Selisihnya memang tipis, hanya 131 unit. Tapi secara naratif, ini bukan soal angka — ini soal momentum. BYD yang baru beberapa tahun hadir di Indonesia sudah mampu menyalip Honda yang punya puluhan tahun sejarah di pasar lokal. Dari sisi retail sales, Honda masih unggul dengan 8.921 unit (6,1%) berbanding BYD di 6.112 unit (4,2%), namun gap-nya jauh lebih sempit dibanding sebelumnya.

Tren ini bukan kebetulan. BYD dan merek China lainnya masuk dengan proposisi yang sulit diabaikan konsumen: harga kompetitif, fitur melimpah, dan teknologi elektrifikasi yang sudah matang. Sementara Honda masih bertumpu besar pada lini konvensional — SUV kompak dan MPV — yang kini menghadapi kejenuhan pasar dari berbagai arah sekaligus.

 

Mengapa Honda Rentan terhadap Gelombang Merek China?

Ada beberapa faktor struktural yang membuat Honda lebih terekspos terhadap tekanan ini dibanding, katakanlah, Toyota atau Daihatsu.

Pertama, portofolio EV Honda di Indonesia masih sangat terbatas. Di saat BYD sudah mengoperasikan lini penuh kendaraan listrik dengan harga yang menjangkau berbagai segmen, Honda belum punya jawaban yang setara untuk pasar lokal. Perubahan preferensi konsumen ke arah elektrifikasi bergerak lebih cepat dari yang banyak orang perkirakan.

Kedua, segmen yang dipertahankan Honda — SUV kompak dan MPV — adalah segmen yang paling ramai dikepung. Dari atas ada Toyota dan Mitsubishi, dari bawah ada merek China yang menawarkan spesifikasi lebih tinggi dengan harga lebih rendah.

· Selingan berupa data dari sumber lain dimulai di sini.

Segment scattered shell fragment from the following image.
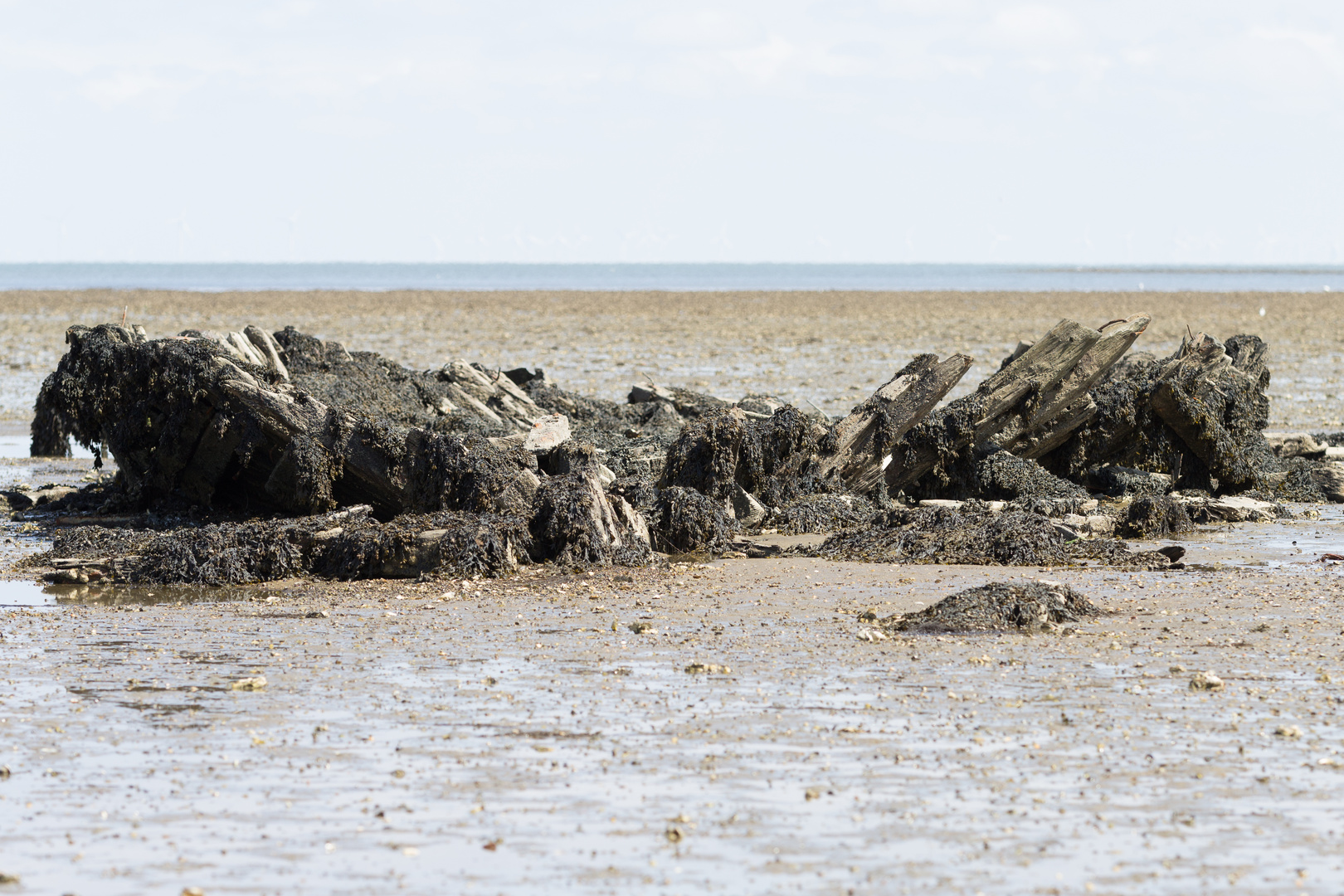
[1190,672,1223,690]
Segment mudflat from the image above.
[0,291,1344,894]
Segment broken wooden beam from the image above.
[817,354,971,494]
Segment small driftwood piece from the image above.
[886,314,1123,492]
[1152,334,1270,489]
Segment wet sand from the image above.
[0,295,1344,894]
[7,517,1344,894]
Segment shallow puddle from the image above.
[0,580,255,607]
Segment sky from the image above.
[0,0,1344,265]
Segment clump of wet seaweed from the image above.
[652,485,738,553]
[1116,495,1195,538]
[660,407,826,505]
[879,582,1102,634]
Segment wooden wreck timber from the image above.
[886,314,1152,492]
[819,354,971,494]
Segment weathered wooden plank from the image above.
[819,354,971,493]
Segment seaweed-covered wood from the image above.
[886,319,1102,492]
[817,354,971,494]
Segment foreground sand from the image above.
[0,293,1344,894]
[7,514,1344,894]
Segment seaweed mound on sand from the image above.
[817,501,1070,566]
[879,582,1102,633]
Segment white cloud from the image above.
[0,0,1344,261]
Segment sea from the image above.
[0,262,1344,293]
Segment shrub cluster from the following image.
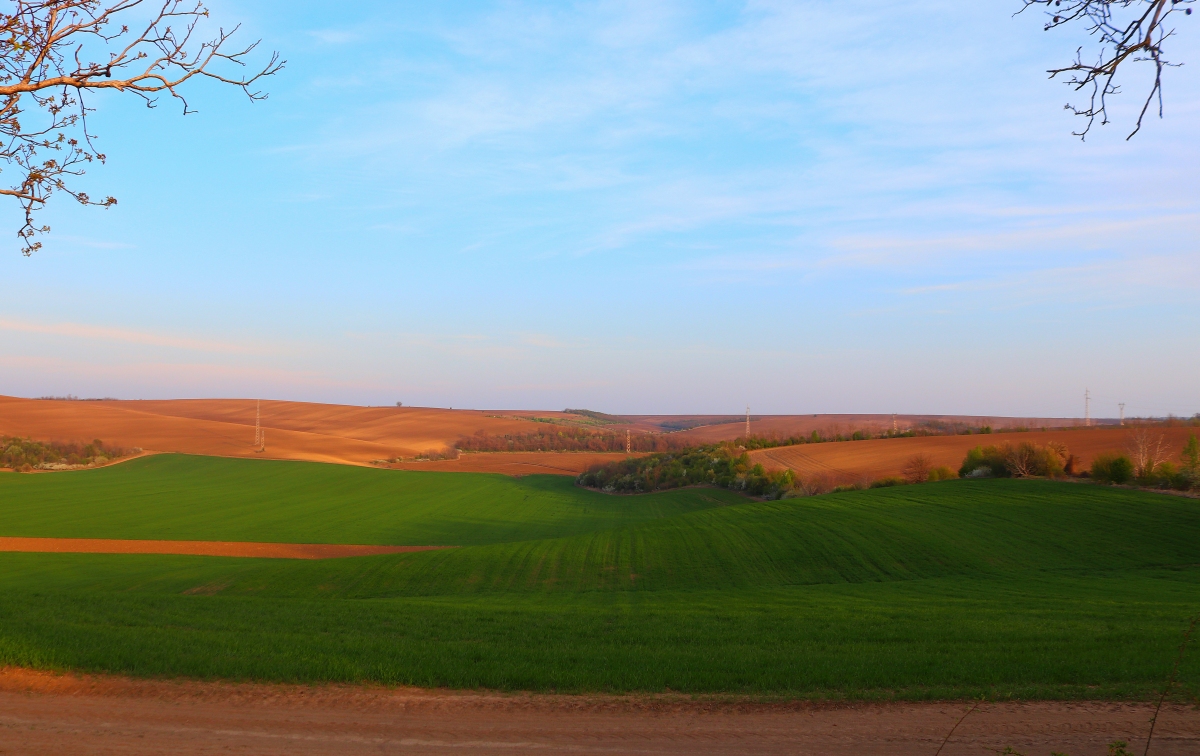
[1092,434,1200,491]
[455,426,689,452]
[0,436,126,473]
[576,443,799,499]
[959,442,1075,478]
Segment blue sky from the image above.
[0,0,1200,415]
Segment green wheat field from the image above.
[0,455,1200,698]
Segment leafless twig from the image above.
[1018,0,1195,139]
[0,0,283,256]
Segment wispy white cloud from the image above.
[0,319,256,354]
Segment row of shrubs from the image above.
[576,436,1200,499]
[0,436,127,473]
[576,443,798,499]
[959,436,1200,491]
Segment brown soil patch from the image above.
[0,668,1200,756]
[0,536,454,564]
[667,414,1079,444]
[750,427,1198,482]
[0,396,585,464]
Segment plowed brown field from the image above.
[0,536,452,559]
[385,451,641,475]
[0,397,597,472]
[0,667,1200,756]
[676,415,1078,444]
[750,427,1200,484]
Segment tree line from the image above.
[0,436,129,473]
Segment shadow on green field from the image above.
[0,457,1200,698]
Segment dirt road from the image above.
[0,668,1200,756]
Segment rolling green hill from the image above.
[0,455,745,546]
[0,457,1200,698]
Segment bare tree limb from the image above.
[0,0,284,256]
[1018,0,1195,139]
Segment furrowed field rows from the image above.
[0,457,1200,698]
[0,455,745,546]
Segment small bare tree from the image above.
[0,0,283,256]
[1126,427,1171,478]
[1018,0,1195,139]
[901,454,934,484]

Ketiga, tidak seperti Daihatsu yang punya ceruk kuat di segmen LCGC, atau Toyota yang punya volume besar di hampir semua lini, Honda relatif tidak punya benteng segmen yang benar-benar sulit diserang.

 

Masih Ada Kekuatan, tapi Waktu Tidak Berpihak pada Status Quo

Honda bukan tanpa senjata. Brand equity yang dibangun selama puluhan tahun, loyalitas konsumen yang nyata, serta jaringan purna jual dan servis yang luas adalah aset yang tidak bisa dihapus begitu saja oleh pendatang baru — setidaknya dalam jangka pendek.

Pertanyaannya bukan apakah Honda akan bertahan, melainkan seberapa cepat Honda bisa beradaptasi sebelum tekanan yang kini masih bersifat gradual berubah menjadi pergeseran posisi yang permanen. Jika tren dua bulan pertama 2026 berlanjut sepanjang tahun, posisi Honda di lima besar wholesales nasional bisa makin rapuh — bukan karena Honda melemah drastis, tetapi karena kompetitor tumbuh jauh lebih cepat.

Di industri otomotif, kehilangan posisi di wholesales bukan hanya soal gengsi. Ini berbicara tentang kepercayaan dealer, alokasi stok, dan pada akhirnya — daya tawar Honda dalam ekosistem distribusi nasional. Itulah mengapa data awal 2026 ini lebih penting dari yang terlihat di permukaan.